Вот тогда и надумал он развести свою картошку, вывести свой сорт. Не один сезон присматривал, выпрашивал, а случалось, и перекапывал убранное уже элитное сортовое поле. Где прикупал, хотя настоящую семенную картошку сподручнее было украсть, чем докупиться: посадить единым элитным сортом сотку — кабана на потраченные деньги можно купить.
Но правдами и неправдами он добился своего. Мешка два элитной картошки, надеясь по-хозяйски распорядиться ею нонешней весной, заложил в погреб. И видел, видел уже в снах, как бело, фиолетово и розово выбросит она цвет, переопылится — он сам будет ее опылять и скрещивать. Получится чудо необыкновенное — Бульба Нашенская. Деревенская. Его.
Сейчас же все лопнуло и медным тазом накрылось. Вместо бульбы валидол во рту.
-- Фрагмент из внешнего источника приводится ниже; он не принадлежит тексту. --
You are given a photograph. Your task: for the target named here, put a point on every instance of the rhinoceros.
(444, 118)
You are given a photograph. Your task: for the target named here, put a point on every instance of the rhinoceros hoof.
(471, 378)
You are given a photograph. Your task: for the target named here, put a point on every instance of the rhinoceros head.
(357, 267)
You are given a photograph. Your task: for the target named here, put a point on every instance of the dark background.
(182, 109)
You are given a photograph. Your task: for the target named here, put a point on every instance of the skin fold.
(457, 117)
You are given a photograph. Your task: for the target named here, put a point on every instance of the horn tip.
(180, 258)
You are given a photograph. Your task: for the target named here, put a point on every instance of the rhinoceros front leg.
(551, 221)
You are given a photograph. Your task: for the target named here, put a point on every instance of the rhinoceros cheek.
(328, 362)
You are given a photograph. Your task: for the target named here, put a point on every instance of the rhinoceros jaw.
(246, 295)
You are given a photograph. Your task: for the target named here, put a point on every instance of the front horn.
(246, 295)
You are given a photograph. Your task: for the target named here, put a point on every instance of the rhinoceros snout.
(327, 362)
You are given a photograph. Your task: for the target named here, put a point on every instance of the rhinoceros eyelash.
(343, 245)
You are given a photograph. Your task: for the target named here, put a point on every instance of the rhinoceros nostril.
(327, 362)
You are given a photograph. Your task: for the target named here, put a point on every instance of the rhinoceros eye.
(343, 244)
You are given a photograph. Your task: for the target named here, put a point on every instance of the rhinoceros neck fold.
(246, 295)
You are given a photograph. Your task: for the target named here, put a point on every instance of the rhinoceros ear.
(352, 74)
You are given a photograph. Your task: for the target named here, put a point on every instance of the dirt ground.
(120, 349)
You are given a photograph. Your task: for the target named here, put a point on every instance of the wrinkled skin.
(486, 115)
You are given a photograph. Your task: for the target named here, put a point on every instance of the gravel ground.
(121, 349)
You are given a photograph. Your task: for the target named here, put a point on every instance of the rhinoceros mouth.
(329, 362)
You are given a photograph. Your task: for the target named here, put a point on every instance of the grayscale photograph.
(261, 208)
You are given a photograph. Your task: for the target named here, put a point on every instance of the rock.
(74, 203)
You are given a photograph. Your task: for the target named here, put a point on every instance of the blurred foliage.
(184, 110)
И горько-пакостный, едучий же, зараза. Наслаждайся, сидя в погребе накануне посевной, как партизан. Вот тебе: что взял, что взял, чего приходил, чего приходил?! А он его еще и пожалел, готов был бежать за ним следом, отдать свой последний валидол-корвалол. Сейчас он бы ему… Он бы его сейчас…
Он сидел и раздувал, сидя в погребе, щеки, а свечка горела, горела и сгорела. Смердно шпокнула и потухла. И в нем стало гаснуть, затухать раздражение, рождаться и зреть что-то совсем иное. Хотя и протестное, негодующее, но направленное против самого же себя.
Здесь уже ничего нельзя было поправить, украденную, а к этому времени, возможно, уже и съеденную картошку назад в погреб не вернуть. Надо было смириться и готовится жить дальше. Не исключено, что неким образом и обмануть себя же. Ничего не попишешь, вся ведь его жизнь — один сплошной обман и надувательство. А ежели так, надо ли кому в этом признаваться, даже себе.
Он стал шарить в потемках, искать, нащупывать дощечку с надписью сорта картошки. В погребе у него каждый сорт лежал отдельно, отгороженный от другого картонкой. И при каждом высилась дощечка, на которой его рукой было выведено: “Украинская”, “Луговская”, “Скарб”, “Рай”. И соответственно намалевано, как эти сорта выглядят в его воображении, в красках, сейчас. Ему захотелось взять и подержать в руках, если уж не саму картошку, то хотя бы дощечку с ее изображением. Но несмотря на то что перегородки были на месте, дощечки с надписями исчезли. Он подумал, что бы это могло значить. И его озарило.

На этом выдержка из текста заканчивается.